William Eggers, a co-author of the report and executive director of the Deloitte Center for Government Insights, told StateScoop that automation technologies are now improving in performance at an exponential rate.
“Even when you see some of the amazing advances in machine translation over the last year, what that shows is that the technologies are getting better very, very quickly and at the same time, they’re falling in cost in terms of deployment,” Eggers said. “When you see that sort of thing occurring, you start seeing adoption increasing.”
Report authors note that automation can be broken into four types:
The lesson to learn from these different types of automation, Eggers said, is that adoption of automation is a two-stage process: First government should automate every task it can, and then it should search for ways to augment human tasks.
The report notes that automation systems that augment human behavior may be where the technology’s true promise lies. A machine learning system used to fight food poisoning in Clark County, Nevada, provides a prime example.

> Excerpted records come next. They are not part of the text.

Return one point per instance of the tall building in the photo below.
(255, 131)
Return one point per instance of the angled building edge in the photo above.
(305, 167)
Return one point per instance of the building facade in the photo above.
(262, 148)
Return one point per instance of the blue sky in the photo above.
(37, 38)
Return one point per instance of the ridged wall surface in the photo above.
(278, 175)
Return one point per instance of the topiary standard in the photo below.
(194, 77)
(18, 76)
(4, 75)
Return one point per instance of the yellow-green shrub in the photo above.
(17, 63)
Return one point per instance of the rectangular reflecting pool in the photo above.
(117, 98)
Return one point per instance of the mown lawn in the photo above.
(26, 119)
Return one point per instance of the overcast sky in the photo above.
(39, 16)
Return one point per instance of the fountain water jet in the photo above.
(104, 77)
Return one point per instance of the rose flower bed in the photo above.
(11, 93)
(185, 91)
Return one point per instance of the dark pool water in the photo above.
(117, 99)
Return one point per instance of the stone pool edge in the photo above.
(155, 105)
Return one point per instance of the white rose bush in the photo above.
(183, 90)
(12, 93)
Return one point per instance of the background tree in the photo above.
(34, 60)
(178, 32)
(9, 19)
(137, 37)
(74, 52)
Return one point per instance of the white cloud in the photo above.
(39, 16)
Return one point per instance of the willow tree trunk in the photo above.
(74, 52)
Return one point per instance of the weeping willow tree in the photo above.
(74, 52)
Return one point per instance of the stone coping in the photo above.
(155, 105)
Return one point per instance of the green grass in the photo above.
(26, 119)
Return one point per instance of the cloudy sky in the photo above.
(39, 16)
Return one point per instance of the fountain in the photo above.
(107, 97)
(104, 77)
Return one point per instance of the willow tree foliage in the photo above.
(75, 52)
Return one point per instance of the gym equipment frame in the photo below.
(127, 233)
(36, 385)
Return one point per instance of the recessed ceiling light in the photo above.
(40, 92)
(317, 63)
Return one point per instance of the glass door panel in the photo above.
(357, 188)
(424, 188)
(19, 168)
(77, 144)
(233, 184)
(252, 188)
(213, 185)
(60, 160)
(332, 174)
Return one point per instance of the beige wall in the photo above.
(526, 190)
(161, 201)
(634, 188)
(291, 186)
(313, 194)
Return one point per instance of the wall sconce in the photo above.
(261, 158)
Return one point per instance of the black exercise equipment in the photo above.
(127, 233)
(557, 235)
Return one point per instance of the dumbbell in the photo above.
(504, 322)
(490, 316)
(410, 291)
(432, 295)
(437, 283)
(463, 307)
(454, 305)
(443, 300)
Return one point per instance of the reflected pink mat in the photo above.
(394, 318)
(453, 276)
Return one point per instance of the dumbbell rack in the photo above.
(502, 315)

The Southern Nevada Health District (SNHD) uses software that scans Twitter for mentions of food poisoning to generate a list of high-risk locations. After scanning a daily average of 16,000 tweets and about 3,600 users, the software was able to hone its list and guide inspectors toward more dangerous restaurants. Using the app resulted in an average of nine demerits per inspection, instead of six without using the system. Researchers found that the use of this system could potentially reduce the number of food poisoning incidents by 9,000 and reduce hospitalizations by 557 annually.

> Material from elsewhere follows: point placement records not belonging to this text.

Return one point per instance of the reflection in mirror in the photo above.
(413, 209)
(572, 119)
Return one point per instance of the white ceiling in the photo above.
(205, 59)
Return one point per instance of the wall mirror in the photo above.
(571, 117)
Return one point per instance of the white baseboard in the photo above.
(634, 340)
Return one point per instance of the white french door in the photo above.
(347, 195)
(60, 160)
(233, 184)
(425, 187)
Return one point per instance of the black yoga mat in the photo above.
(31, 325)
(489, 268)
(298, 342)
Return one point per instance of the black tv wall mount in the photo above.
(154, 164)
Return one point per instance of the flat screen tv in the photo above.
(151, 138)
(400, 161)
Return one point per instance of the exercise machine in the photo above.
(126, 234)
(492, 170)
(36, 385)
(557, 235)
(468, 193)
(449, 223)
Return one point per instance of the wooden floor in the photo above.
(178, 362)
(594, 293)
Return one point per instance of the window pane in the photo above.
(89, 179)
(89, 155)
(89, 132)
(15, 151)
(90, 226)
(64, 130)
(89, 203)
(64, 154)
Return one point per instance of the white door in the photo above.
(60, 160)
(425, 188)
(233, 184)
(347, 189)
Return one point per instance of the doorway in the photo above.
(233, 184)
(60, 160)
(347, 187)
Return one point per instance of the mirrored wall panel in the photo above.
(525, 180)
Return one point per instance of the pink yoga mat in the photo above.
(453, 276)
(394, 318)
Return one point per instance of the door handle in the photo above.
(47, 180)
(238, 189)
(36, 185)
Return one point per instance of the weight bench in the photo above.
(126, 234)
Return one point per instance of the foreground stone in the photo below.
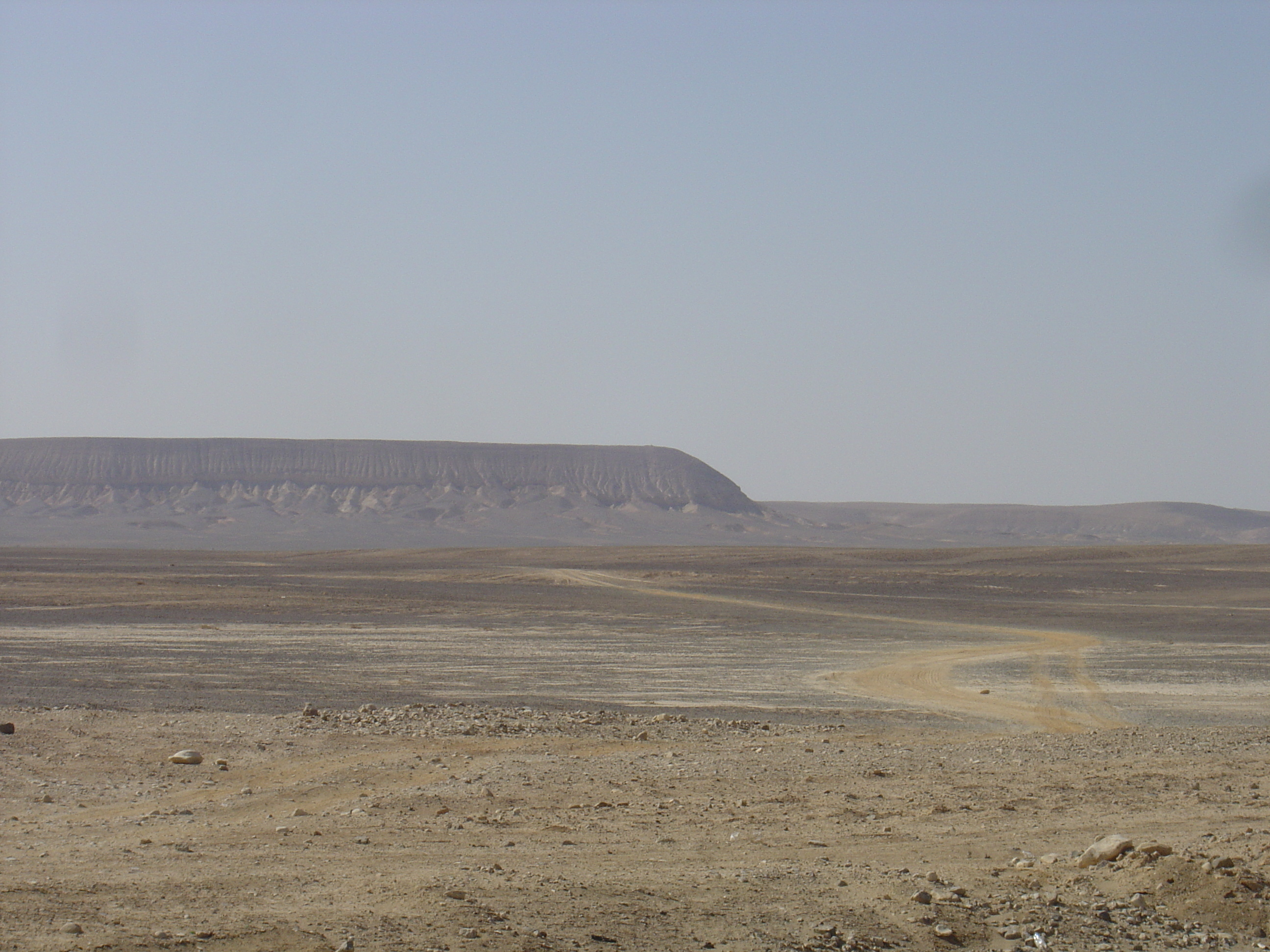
(1108, 848)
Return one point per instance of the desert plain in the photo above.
(681, 748)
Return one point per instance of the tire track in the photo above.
(923, 678)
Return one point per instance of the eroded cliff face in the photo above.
(305, 492)
(610, 475)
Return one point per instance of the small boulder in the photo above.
(1109, 848)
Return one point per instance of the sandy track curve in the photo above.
(923, 678)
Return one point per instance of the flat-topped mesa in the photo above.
(609, 475)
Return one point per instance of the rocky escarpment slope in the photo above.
(299, 494)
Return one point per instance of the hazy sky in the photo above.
(923, 252)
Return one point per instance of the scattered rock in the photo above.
(1105, 850)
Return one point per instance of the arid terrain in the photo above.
(635, 748)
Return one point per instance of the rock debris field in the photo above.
(456, 827)
(409, 752)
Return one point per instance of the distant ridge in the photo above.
(610, 475)
(323, 494)
(359, 494)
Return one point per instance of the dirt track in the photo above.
(666, 749)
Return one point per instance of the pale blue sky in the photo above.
(923, 252)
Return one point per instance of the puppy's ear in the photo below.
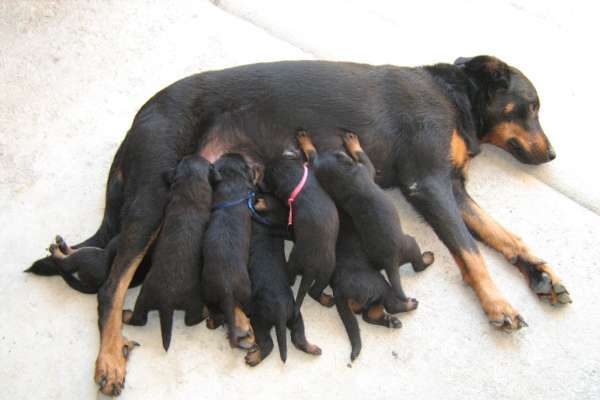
(262, 186)
(488, 71)
(213, 175)
(261, 204)
(169, 177)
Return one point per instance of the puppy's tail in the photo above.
(351, 325)
(305, 284)
(44, 266)
(280, 332)
(166, 326)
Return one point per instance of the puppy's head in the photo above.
(192, 166)
(234, 165)
(507, 105)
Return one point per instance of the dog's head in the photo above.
(507, 105)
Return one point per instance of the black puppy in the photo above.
(315, 223)
(174, 278)
(272, 298)
(91, 264)
(359, 287)
(225, 282)
(350, 182)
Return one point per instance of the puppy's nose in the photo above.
(551, 153)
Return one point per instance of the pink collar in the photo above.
(295, 194)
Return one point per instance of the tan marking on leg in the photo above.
(354, 306)
(114, 348)
(243, 330)
(495, 236)
(459, 154)
(352, 144)
(509, 107)
(376, 313)
(305, 143)
(475, 273)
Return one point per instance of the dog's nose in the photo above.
(551, 153)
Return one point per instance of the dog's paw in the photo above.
(253, 357)
(503, 316)
(548, 286)
(393, 322)
(110, 367)
(326, 300)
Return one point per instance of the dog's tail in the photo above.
(281, 334)
(111, 221)
(351, 325)
(44, 266)
(166, 326)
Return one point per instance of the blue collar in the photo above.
(249, 199)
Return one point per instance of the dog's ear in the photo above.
(262, 186)
(213, 175)
(257, 173)
(490, 72)
(169, 177)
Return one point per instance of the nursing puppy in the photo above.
(272, 298)
(358, 287)
(225, 282)
(315, 223)
(350, 182)
(174, 278)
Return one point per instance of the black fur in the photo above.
(405, 116)
(273, 302)
(315, 225)
(174, 279)
(226, 248)
(349, 182)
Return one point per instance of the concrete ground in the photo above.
(73, 74)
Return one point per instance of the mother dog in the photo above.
(419, 126)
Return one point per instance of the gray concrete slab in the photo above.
(72, 76)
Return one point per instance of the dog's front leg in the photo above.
(432, 197)
(542, 279)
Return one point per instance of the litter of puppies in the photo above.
(219, 254)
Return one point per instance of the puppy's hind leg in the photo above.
(350, 323)
(376, 315)
(412, 253)
(296, 326)
(264, 343)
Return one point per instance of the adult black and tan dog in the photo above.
(420, 126)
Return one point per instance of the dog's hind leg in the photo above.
(350, 323)
(195, 311)
(433, 198)
(542, 279)
(296, 326)
(264, 342)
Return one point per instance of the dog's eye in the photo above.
(533, 107)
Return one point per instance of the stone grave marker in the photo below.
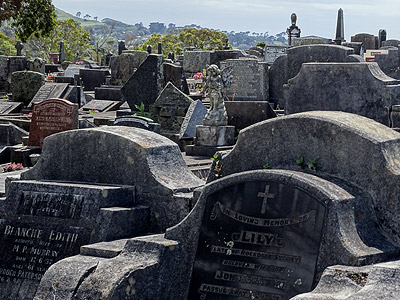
(262, 234)
(170, 108)
(101, 105)
(138, 122)
(273, 52)
(194, 116)
(50, 90)
(250, 79)
(260, 239)
(52, 116)
(146, 83)
(25, 85)
(10, 107)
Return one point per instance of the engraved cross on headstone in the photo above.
(266, 195)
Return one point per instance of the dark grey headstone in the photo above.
(50, 90)
(145, 84)
(138, 122)
(100, 105)
(194, 116)
(260, 239)
(10, 107)
(42, 223)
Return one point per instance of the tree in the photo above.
(29, 17)
(7, 45)
(176, 41)
(76, 40)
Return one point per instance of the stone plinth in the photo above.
(215, 135)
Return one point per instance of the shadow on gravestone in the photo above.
(289, 65)
(145, 84)
(124, 156)
(266, 234)
(359, 88)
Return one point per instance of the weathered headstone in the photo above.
(10, 107)
(174, 74)
(50, 90)
(250, 79)
(288, 66)
(138, 122)
(38, 65)
(194, 116)
(25, 85)
(170, 108)
(123, 66)
(101, 105)
(52, 116)
(264, 234)
(145, 84)
(273, 52)
(44, 223)
(312, 89)
(92, 78)
(369, 40)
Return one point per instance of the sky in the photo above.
(314, 17)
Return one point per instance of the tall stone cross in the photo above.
(266, 195)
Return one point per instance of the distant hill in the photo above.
(63, 15)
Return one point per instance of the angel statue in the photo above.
(215, 88)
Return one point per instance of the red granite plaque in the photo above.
(52, 116)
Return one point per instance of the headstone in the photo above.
(10, 107)
(138, 122)
(121, 47)
(340, 28)
(101, 105)
(174, 74)
(242, 114)
(123, 66)
(44, 223)
(289, 65)
(312, 90)
(273, 52)
(73, 69)
(245, 247)
(170, 108)
(25, 85)
(194, 116)
(381, 37)
(19, 46)
(145, 84)
(50, 90)
(369, 40)
(62, 52)
(196, 61)
(51, 116)
(250, 79)
(393, 43)
(38, 65)
(148, 165)
(92, 78)
(265, 234)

Similar work has been done in Chicago.
Given government’s workforce challenges, a field like cybersecurity is ripe for augmentation by automation, Eggers said.
“This sort of process would allow you to essentially reduce a lot of the time that cybersecurity employees are spending on these kinds of routine manual tasks and free them up to do more important work, but at the same time you’re using AI to automate some of your cyber defenses,” Eggers said. “You can’t do it in a manual way anymore, because the people who are attacking you are using automated attacks for the most part and they’re coming at you too quickly.”

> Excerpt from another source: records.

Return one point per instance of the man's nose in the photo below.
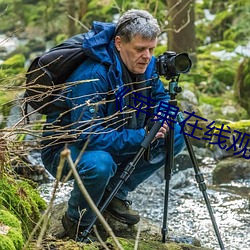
(146, 54)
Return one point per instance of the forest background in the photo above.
(214, 33)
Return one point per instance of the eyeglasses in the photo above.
(124, 24)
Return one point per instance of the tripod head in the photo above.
(171, 65)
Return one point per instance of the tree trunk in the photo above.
(181, 27)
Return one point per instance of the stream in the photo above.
(187, 212)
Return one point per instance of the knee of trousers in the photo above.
(98, 165)
(179, 142)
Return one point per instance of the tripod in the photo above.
(173, 90)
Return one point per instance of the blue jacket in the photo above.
(93, 109)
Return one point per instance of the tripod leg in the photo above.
(202, 186)
(168, 173)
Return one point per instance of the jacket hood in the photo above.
(98, 42)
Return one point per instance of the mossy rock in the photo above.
(21, 199)
(242, 84)
(231, 169)
(11, 237)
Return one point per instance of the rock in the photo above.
(230, 169)
(149, 237)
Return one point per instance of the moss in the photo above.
(225, 75)
(13, 239)
(6, 243)
(21, 199)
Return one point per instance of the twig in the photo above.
(66, 154)
(137, 236)
(45, 217)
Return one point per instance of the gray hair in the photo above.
(137, 22)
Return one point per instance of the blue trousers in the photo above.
(100, 170)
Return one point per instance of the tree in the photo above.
(181, 26)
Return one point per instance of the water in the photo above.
(187, 212)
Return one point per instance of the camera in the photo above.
(171, 65)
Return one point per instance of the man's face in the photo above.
(137, 53)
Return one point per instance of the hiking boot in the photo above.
(75, 231)
(121, 211)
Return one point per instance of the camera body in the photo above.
(171, 65)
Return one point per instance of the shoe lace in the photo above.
(127, 203)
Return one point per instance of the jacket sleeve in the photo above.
(88, 115)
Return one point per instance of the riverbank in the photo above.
(188, 216)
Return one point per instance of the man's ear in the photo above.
(118, 43)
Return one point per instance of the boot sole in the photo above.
(121, 219)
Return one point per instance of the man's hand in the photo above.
(162, 131)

Government agencies looking to use automation for the first time will find an easy entrée in robotic process automation, Eggers said.
“Those are essentially bots, and bots can be applied to all kinds of tasks and processes that are repeatable and predictable,” he said. “For a small scale set-up, you can free up labor hours without a fundamental process redesign.”
Automation isn’t appropriate for all tasks, the report notes, but in areas with repetitive processes like human resources, procurement and finance, automation may be a viable solution.
“I was at the Consumer Electronics Show (CES) this year and almost every device that they had there was smart in some way or another,” Eggers said. “They basically all had some kind of machine intelligence embedded within them and government will be no different in this regard.”